Search code examples
python-3.xscikit-learngaussiankernel-density

sklearn KernelDensity score_samples giving values greater than 0


I am using sklearn KernelDensity function to estimate density and then evaluate pdf at some points using score_samples function but the values returned by the score_samples function are much greater than 0 which shouldn't be the case because as per documentation it returns log(density) [Documentation: The array of log(density) evaluations. These are normalized to be probability densities, so values will be low for high-dimensional data.]
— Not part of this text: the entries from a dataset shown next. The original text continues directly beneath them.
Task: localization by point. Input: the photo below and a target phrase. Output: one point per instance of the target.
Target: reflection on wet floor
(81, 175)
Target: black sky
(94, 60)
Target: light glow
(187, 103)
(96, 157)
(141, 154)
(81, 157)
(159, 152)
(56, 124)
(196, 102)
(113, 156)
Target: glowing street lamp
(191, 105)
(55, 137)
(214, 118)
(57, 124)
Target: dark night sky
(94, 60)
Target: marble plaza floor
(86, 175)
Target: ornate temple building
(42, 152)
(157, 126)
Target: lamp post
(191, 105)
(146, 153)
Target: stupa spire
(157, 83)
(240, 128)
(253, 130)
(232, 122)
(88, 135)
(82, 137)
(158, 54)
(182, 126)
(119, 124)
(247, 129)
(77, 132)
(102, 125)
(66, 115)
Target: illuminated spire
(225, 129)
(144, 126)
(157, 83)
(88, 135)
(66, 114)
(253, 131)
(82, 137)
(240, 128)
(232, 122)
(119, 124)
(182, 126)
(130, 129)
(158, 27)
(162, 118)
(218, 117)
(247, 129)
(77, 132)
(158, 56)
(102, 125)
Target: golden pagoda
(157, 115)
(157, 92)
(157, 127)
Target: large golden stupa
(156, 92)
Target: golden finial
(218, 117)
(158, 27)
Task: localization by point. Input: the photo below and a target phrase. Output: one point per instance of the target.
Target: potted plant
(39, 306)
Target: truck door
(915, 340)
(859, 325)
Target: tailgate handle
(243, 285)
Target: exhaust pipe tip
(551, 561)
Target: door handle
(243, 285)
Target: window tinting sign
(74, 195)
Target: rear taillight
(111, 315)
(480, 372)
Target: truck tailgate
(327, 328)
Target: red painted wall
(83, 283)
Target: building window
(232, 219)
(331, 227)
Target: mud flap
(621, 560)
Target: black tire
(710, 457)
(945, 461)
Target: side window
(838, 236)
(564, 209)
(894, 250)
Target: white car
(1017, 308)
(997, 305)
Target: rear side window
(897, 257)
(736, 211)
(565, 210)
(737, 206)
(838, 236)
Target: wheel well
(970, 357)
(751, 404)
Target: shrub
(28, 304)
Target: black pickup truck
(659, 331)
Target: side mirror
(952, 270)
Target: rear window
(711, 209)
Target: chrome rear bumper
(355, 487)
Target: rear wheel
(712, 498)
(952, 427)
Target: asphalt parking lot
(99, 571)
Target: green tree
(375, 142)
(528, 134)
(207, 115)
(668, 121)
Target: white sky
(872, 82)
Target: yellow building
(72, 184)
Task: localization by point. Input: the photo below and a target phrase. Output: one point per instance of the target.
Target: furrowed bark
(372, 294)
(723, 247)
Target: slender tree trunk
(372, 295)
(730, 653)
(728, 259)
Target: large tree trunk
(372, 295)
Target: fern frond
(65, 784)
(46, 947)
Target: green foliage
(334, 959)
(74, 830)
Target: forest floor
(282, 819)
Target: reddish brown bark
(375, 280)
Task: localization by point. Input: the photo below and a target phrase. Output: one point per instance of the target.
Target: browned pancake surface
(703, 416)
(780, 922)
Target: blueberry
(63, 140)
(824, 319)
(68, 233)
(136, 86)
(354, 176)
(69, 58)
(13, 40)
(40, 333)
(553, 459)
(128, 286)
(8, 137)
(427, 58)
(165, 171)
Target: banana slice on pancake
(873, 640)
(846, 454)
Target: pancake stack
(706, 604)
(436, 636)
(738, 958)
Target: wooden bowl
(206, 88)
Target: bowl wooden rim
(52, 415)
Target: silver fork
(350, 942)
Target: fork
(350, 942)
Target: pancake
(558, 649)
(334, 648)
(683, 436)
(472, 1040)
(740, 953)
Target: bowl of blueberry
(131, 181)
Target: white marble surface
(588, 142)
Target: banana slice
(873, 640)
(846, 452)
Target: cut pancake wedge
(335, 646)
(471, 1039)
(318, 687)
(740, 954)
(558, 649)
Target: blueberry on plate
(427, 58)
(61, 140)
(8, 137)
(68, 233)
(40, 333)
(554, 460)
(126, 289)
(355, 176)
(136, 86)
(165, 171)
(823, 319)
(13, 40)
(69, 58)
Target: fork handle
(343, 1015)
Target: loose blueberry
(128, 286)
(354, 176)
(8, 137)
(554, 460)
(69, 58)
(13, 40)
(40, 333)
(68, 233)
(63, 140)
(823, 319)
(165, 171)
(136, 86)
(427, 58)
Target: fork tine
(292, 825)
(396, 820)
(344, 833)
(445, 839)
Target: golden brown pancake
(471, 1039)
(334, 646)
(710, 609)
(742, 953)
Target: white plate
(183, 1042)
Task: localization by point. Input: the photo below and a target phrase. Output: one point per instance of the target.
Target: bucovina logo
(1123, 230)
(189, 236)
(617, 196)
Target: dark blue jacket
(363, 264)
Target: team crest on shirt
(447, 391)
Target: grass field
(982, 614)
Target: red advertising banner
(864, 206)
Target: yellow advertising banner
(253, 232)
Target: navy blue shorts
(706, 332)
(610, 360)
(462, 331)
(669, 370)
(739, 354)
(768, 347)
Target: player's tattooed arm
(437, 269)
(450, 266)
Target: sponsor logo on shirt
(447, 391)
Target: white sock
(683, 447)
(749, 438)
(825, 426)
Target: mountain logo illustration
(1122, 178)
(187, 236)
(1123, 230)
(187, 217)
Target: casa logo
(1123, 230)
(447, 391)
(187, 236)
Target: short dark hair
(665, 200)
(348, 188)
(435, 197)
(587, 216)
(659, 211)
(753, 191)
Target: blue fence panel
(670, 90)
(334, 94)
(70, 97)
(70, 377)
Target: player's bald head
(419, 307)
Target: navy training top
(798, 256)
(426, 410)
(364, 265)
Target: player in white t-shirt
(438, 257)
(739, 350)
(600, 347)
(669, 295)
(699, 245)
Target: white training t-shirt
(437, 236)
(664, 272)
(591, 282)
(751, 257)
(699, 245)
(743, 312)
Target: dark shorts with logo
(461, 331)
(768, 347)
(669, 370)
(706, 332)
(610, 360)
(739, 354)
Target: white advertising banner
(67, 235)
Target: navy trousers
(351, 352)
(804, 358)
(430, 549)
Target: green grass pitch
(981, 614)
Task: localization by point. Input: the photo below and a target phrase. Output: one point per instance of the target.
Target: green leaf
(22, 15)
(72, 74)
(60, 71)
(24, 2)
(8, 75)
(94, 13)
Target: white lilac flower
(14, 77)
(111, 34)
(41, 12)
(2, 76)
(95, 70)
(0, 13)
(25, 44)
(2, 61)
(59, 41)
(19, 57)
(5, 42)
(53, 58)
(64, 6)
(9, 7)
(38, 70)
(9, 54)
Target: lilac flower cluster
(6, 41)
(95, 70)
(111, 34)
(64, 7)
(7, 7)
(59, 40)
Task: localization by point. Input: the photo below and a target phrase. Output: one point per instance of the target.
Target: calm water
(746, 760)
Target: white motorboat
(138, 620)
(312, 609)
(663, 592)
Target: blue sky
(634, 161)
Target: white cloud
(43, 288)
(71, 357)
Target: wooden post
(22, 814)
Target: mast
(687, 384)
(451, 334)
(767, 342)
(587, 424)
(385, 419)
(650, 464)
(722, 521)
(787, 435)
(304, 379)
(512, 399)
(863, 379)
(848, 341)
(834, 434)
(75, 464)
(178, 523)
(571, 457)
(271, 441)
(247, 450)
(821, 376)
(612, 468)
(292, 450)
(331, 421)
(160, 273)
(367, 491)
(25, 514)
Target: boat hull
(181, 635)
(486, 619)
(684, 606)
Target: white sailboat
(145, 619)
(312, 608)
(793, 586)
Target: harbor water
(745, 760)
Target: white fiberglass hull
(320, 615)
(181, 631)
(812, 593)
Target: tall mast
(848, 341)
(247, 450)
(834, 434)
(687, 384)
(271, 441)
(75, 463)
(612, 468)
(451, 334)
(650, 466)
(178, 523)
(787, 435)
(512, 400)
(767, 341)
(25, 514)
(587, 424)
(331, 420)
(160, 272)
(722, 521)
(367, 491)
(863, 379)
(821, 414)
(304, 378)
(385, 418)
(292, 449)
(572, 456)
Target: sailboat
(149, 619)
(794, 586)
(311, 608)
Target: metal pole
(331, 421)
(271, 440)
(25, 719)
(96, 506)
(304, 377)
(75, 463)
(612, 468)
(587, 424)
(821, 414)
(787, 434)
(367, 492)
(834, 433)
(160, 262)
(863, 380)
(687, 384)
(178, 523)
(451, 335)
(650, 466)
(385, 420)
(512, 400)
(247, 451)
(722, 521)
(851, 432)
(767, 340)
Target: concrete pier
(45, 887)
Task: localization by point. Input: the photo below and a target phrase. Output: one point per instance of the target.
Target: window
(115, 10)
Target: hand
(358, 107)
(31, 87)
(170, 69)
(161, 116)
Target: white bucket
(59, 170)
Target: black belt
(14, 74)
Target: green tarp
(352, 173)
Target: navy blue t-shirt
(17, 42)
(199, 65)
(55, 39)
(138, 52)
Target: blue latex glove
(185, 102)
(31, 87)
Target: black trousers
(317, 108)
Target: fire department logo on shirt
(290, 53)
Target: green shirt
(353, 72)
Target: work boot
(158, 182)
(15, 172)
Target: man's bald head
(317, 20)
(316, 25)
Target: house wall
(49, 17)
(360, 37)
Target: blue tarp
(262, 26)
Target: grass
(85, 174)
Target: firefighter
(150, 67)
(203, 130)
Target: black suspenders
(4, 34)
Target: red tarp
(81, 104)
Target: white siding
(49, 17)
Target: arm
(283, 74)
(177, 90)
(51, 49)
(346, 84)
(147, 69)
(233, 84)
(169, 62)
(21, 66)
from sklearn.neighbors.kde import KernelDensity
import numpy as np

data = np.random.normal(0, 1, [50, 10]) #50 data points, dimension=10
data_kde = KernelDensity(kernel="gaussian", bandwidth=0.2).fit(data)
output = data_kde.score_samples(data)

#print(output)
output = array([19.94484645, 19.94484645, 19.94484645, 19.94484645, 19.94484645,
       19.94484645, 19.94484645, 19.94484645, 19.94484645, 19.94484645,
       19.94484645, 19.94484645, 19.94484645, 19.94484645, 19.94484645,
       19.94484645, 19.94484645, 19.94484645, 19.94484645, 19.94484645,
       19.94484645, 19.94484645, 19.94484645, 19.94484645, 19.94484645,
       19.94484645, 19.94484645, 19.94484645, 19.94484645, 19.94484645,
       19.94484645, 19.94484645, 19.94484645, 19.94484645, 19.94484645,
       19.94484645, 19.94484645, 19.94484645, 19.94484645, 19.94484645,
       19.94484645, 19.94484645, 19.94484645, 19.94484645, 19.94484645,
       19.94484645, 19.94484645, 19.94484645, 19.94484645, 19.94484645])

Since density lies in [0, 1], log(density) should be between (-Inf, 0] unlike 19.9448 shown above.


Solution

  • probability densities don't have to be between [0,1]. They are densities and not an exact probability. The Wikipedia page gives a good overview of pdfs.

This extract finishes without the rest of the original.